Reproduction, Fertility and Development 21(9) 3-3 https://doi.org/10.1071/SRB09Abs003
Published: 26 August 2009

Abstract

Despite human endometrium undergoing more than 400 cycles of regeneration, differentiation and shedding during a woman's reproductive years, and that in non-menstruating species (eg rodents) there are cycles of endometrial growth and apoptosis, endometrial stem/progenitor cells have only recently been identified. Since there are no specific stem cell markers, initial studies using functional approaches identified candidate epithelial and stromal endometrial stem/progenitor cells as colony forming cells/units (CFU) (1).
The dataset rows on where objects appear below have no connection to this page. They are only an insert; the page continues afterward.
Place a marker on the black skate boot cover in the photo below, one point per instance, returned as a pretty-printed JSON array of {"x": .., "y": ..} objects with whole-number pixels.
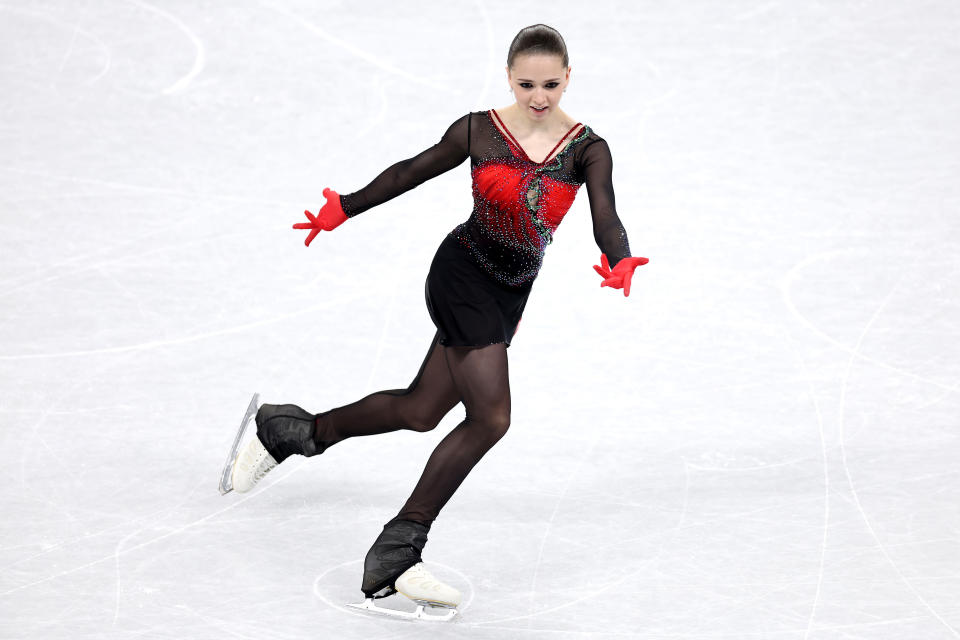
[
  {"x": 397, "y": 549},
  {"x": 285, "y": 430}
]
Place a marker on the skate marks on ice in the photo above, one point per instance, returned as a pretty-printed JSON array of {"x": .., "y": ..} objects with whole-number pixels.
[
  {"x": 328, "y": 587},
  {"x": 855, "y": 354}
]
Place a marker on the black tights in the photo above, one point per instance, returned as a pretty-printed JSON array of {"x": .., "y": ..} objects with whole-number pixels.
[{"x": 476, "y": 376}]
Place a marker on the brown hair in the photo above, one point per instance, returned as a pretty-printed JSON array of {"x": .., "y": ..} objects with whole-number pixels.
[{"x": 538, "y": 39}]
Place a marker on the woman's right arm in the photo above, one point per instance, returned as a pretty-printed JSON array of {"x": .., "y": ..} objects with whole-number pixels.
[{"x": 452, "y": 149}]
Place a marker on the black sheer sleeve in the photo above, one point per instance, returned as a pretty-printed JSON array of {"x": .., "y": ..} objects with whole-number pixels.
[
  {"x": 453, "y": 148},
  {"x": 597, "y": 167}
]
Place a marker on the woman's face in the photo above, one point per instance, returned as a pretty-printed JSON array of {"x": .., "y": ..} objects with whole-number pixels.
[{"x": 538, "y": 81}]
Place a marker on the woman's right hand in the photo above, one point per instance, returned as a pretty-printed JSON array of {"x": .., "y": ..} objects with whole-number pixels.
[{"x": 329, "y": 217}]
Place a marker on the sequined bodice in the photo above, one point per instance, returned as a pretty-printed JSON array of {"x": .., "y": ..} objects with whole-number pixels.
[{"x": 517, "y": 203}]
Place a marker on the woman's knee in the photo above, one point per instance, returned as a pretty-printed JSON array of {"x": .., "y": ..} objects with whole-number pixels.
[
  {"x": 423, "y": 420},
  {"x": 495, "y": 424}
]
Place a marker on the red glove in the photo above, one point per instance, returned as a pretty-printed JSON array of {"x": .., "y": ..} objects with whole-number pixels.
[
  {"x": 328, "y": 218},
  {"x": 621, "y": 274}
]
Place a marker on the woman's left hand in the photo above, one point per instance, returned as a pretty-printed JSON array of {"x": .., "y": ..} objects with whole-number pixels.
[{"x": 621, "y": 274}]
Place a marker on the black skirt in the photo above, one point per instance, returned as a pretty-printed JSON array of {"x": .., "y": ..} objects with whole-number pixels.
[{"x": 469, "y": 307}]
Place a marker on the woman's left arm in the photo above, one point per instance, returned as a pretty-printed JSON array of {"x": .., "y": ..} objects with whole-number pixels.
[{"x": 608, "y": 232}]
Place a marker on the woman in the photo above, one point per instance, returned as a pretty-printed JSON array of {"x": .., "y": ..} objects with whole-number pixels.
[{"x": 527, "y": 162}]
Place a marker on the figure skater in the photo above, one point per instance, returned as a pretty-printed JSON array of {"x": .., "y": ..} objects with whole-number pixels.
[{"x": 527, "y": 162}]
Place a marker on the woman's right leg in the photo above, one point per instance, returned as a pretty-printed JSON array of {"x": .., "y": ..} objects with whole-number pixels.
[{"x": 419, "y": 407}]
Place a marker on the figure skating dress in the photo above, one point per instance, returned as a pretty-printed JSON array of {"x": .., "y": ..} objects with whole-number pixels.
[{"x": 483, "y": 270}]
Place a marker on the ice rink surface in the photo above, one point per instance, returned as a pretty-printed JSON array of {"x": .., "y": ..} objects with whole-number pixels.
[{"x": 761, "y": 441}]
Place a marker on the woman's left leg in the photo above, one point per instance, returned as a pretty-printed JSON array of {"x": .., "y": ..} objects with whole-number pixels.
[{"x": 482, "y": 378}]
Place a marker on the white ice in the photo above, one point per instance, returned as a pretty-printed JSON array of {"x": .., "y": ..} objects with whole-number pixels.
[{"x": 761, "y": 441}]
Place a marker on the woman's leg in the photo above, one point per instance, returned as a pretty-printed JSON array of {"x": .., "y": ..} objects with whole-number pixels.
[
  {"x": 419, "y": 407},
  {"x": 481, "y": 377}
]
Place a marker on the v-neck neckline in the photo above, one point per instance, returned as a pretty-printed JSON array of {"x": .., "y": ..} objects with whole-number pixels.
[{"x": 495, "y": 117}]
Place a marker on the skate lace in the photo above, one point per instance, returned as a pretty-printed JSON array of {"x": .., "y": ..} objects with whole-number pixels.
[
  {"x": 261, "y": 464},
  {"x": 423, "y": 577},
  {"x": 263, "y": 467}
]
Further evaluation of key stem cell properties of individual CFU demonstrated that rare EpCAM+ epithelial cells and EpCAM- stromal cells underwent self renewal by serial subcloning >3 times and underwent >30 population doublings in culture. Clonally-derived epithelial cells differentiated into cytokeratin+ gland-like structures. Single stromal cells were multipotent as they differentiated into 4 mesodermal lineages; myogenic, adipogenic, osteoblastic and chondrogenic, suggesting that human endometrium contains a rare population of epithelial progenitor cells and mesenchymal stem cells (MSC) (2). Transplantation of freshly isolated human endometrial cells into immunocompromised mice reconstructed endometrial tissue that responded to estrogen and progesterone (3). Endometrial MSC can be prospectively isolated by co-expression of CD146 and PDGFRβ (4), but not Stro-1, a bone marrow MSC marker (5). Currently there are no known markers of endometrial epithelial progenitor cells. Endometrial cancer tissue harbours a small subpopulation of clonogenic, self-renewing, tumour-initiating cells, producing tumours that recapitulate parent tumours in histoarchitecture and differentiation markers (ERα, PR, cytokeratin, vimentin) when xenografted into mice, suggesting they are cancer stem cells. Candidate epithelial and stromal stem/progenitor cells have been identified in mouse endometrium as label retaining cells (LRC) in the luminal epithelium and perivascular cells at the endometrial-myometrial junction, respectively (6). It is likely that endometrial stem/progenitor cells play key roles in the development of gynecological diseases associated with abnormal endometrial proliferation such as endometriosis and endometrial cancer (7).